Proof: Let $x \in V$, a connected component of $U$.  If $f$ and $g$ are functions of a real variable, we may assume by continuity that $f,g > 0$ on $V$ (negating $f$ or $g$ if necessary).  Then $\log fg= \log f + \log g$ on $V$, and implicit differentiation gives

$\displaystyle \frac{(fg)'}{fg}=\frac{f'}{f}+\frac{g'}{g}=\frac{f'g+fg'}{fg}, \hspace{32 mm} (1)$

in which we have used the chain rule and our Lemma.  Our result follows by clearing denominators.

In the complex case, the fact that $f$ and $g$ are non-vanishing throughout $V$ gives the existence of local branches to the logarithm.  With these branches, our proof carries through as in the real case.   $\square$

As it stands, this version of the product rule has been artificially weakened by the hypothesis that $f$ and $g$ be non-vanishing on $U$.  In this sense, I would compare it to our (somewhat incomplete) proof of the chain rule – an elegant proof with some technical holes pushed under the rug.

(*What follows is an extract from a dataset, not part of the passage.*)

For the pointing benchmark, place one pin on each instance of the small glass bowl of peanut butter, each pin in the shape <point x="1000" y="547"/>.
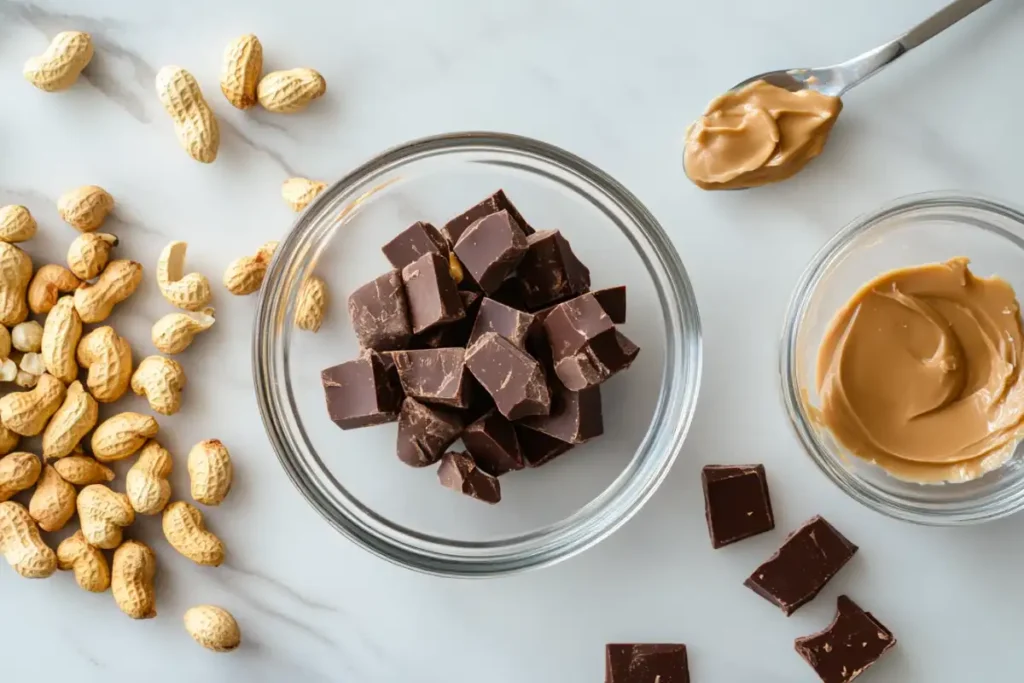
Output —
<point x="902" y="359"/>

On the other hand, this gap is not so hard to fill: borrowing some intuition from perturbation theory, we are led to consider functions of the form$(f+\epsilon)(g+\epsilon)$, in which the perturbation $\epsilon$ is chosen such that $f+\epsilon$ and$g+\epsilon$ become locally non-vanishing (about a fixed point in the domain of differentiability of $f$ and $g$).  Then

$\left((f+\epsilon)(g+\epsilon)\right)'=(f+\epsilon)(g+\epsilon)'+(f+\epsilon)'(g+\epsilon)$

$=fg'+gf'+\epsilon(g'+f')$

by our Proposition.  On the other hand, linearity of the differential gives

$\left((f+\epsilon)(g+\epsilon)\right)'=(fg)'+\epsilon(g'+f')$.

It follows that $(fg)'=fg'+f'g$, after cancellation, i.e. the product rule.  $\square$

— PART III (THE PROBLEM WITH RINGS)

And now, for some last-minute abstract nonsense:

Having seen these two proofs, it’s obvious why our first dominates the classroom, despite the haunting simplicity of line (1).  Less obvious — and far more troubling — is the inherent difficulty in relating additive and multiplicative constructs (cf. the Goldbach and abc Conjectures), a thorn in the side of number theorists and algebraists the world over.

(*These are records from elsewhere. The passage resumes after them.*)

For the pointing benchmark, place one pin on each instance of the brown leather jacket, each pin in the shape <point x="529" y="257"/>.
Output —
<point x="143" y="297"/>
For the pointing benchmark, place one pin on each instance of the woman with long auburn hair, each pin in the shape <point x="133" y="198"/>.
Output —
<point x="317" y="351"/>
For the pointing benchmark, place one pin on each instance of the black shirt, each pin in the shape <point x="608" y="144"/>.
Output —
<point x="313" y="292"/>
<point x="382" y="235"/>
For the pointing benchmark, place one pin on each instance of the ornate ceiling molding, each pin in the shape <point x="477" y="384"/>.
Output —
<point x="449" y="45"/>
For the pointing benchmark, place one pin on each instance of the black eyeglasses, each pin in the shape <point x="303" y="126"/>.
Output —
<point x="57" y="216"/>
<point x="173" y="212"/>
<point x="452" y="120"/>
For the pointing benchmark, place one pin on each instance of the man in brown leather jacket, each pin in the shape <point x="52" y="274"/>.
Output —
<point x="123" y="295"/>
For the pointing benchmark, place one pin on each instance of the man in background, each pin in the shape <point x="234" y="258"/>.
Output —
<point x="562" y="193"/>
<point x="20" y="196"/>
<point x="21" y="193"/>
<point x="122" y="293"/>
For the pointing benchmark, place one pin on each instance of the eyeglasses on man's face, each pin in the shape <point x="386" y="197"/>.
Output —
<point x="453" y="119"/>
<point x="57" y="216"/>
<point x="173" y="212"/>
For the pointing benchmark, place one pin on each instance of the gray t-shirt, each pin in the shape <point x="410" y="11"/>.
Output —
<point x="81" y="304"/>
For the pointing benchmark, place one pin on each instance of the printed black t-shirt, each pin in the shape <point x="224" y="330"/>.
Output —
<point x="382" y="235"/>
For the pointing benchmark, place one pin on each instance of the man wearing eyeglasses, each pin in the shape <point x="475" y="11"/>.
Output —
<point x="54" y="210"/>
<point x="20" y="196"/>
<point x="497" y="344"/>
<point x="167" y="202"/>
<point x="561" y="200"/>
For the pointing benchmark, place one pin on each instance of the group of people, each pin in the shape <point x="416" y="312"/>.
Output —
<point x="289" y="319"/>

When multiplication and addition do behave (in some predetermined context), it is frequently because there exist sufficiently well-behaved analogues of the logarithm and exponential functions.  In the case at hand (asking how a certain linear operator respects multiplication of functions), it has been enough to know that the logarithm satisfies a characteristic functional equation and has a well-understood derivative.

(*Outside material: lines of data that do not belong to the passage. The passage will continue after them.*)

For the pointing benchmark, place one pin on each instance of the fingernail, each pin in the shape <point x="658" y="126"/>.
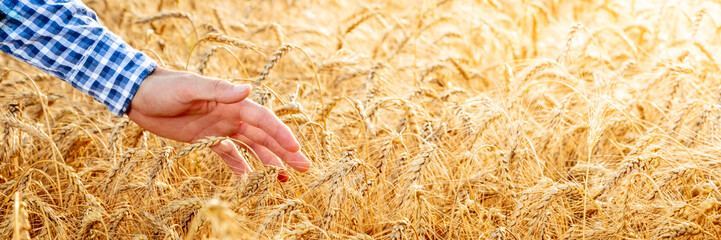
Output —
<point x="283" y="176"/>
<point x="241" y="88"/>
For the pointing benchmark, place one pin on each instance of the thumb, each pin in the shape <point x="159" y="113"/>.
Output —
<point x="220" y="90"/>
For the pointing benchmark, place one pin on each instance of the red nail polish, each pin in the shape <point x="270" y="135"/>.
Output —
<point x="283" y="176"/>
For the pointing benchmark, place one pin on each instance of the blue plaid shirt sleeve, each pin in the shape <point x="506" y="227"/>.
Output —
<point x="65" y="39"/>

In the case of formal group laws over a ring of positive characteristic, for example, the non-existence of logarithms/exponentials is central to the field’s depth.  In certain cases, these formal group laws give rise to actual group laws, e.g. on the completion of the base ring with respect to the $\mathfrak{m}$-adic topology.  In particular, $p$-adic convergence of the logarithm affords us — in a small but tangible way — a better understanding of the group structure on an elliptic curve.

— EXERCISES —

Exercise: The product rule trivializes if we assume some multivariable calculus.  Let $z=f(x)$ and $w = g(x)$, and define $P(z,w)=zw$.  Calculate

$\displaystyle\frac{d}{dx} P(z,w)$

using the multivariate chain rule.

Exercise: Given a matrix Lie group $G \subset GL_n(\mathbb{C})$, let $\mathfrak{g} \subset M_n(\mathbb{C})$ denote the set of matrices $X$ such that $\mathrm{exp}(X) \subset G$, where $\mathrm{exp}$ denotes the matrix exponential.  Then $\mathfrak{g}$ is a Lie algebra, known as the Lie algebra associated to $G$.  Find the Lie algebras associated to $GL_n(\mathbb{C})$ and $SL_n(\mathbb{C})$.

Exercise: If $R$ is a field of characteristic zero, prove that the additive and multiplicative formal group laws are isomorphic over $R$.